The Scene Is Now’s Chris Nelson once sang, "They’re just 24 hours, from the vine to the brine/But you gotta let ’em soak for a long, long time/Oh, the well-made pickle is a taste sublime." The lines could describe the band’s approach to their craft. "Some elements may be off-the-cuff," says Nelson, "but by the time I say, ‘These are the lyrics,’ I’ve looked at every syllable hundreds of times." The Scene’s career has proceeded on a similar timetable: the recent Songbirds Lie (Tongue Master) is their first widely available release since 1988’s Tonight We Ride.

The roots of founders Nelson and Phil Dray lie deep in New York’s ideologically noisy no-wave scene: they formed Information in the late ’70s with drummer Rick Brown. (Nelson may even have coined the movement’s name in New York Rocker and his own fanzine NO.) "That approach didn’t exactly encourage adherence to traditional song structure," Dray recalls. The first Scene Is Now single ("1150 Lbs.") and album (Burn All Your Records), both from 1981, were song-based but spontaneous, with the traditional skills of second guitarist Dick Champ and drummer Jeff McGovern offset by Dray’s oblique keyboard, harmonica, and trombone lines and Nelson’s raw guitar and vocals.
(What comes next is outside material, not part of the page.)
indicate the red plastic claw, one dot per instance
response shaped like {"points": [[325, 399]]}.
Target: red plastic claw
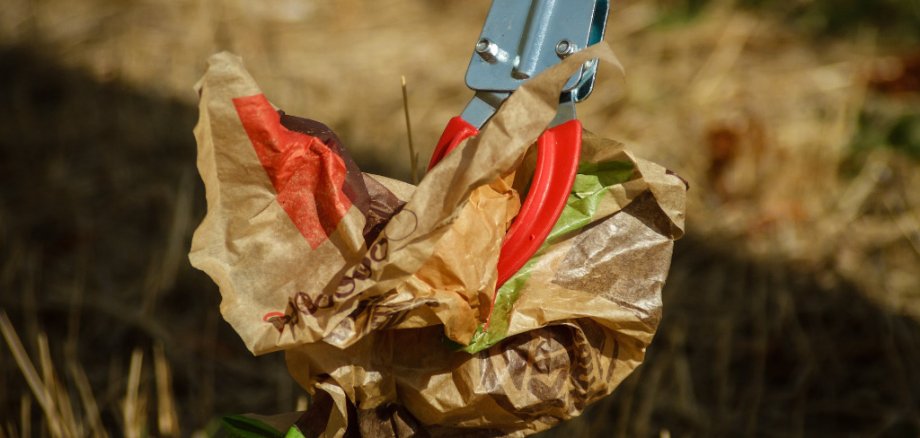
{"points": [[558, 152]]}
Several members also played with the groovier, earnestly leftist Mofungo, but the Scene’s touch was lighter. As Nelson had it in "If Justice Hides," years later, "There’s politics in every song . . . la da dee da da-da-da."

The band’s profile rose in the late ’80s as major indie Twin/Tone distributed their Lost Records imprint for Total Jive and Tonight We Ride, both with backing by Pere Ubu bassist Tony Maimone and dB’s drummer Will Rigby. Two ’90s outings after Champ’s departure and Twin/Tone’s implosion — the cassette-only Shotgun Wedding, and the barely-distributed CD-R Let’s Straighten It Out — were practically samizdat. (Bar-None’s best-of The Oily Years, still in print, samples from all but the last.) "To us, it seemed we were working right along," Dray says, "but we disappeared from anyone else’s thoughts."

Songbirds Lie marks the Scene’s return to full-band status after a string of duo performances. Nelson and Dray have found another solid rhythm section in Sue Garner (also Brown’s partner) and Robert Dennis (Fire in the Kitchen/Tono-Bungay), but two newer collaborators deserve equal credit. Multi-instrumentalist Greg Peterson corresponded with Dray as a lone fan in Iowa; after moving to New York in 2000, he was drafted for live work. Trumpeter Steven Levi, whose jazz pedigree includes a stint gigging with Cecil Taylor, came aboard at almost the same time.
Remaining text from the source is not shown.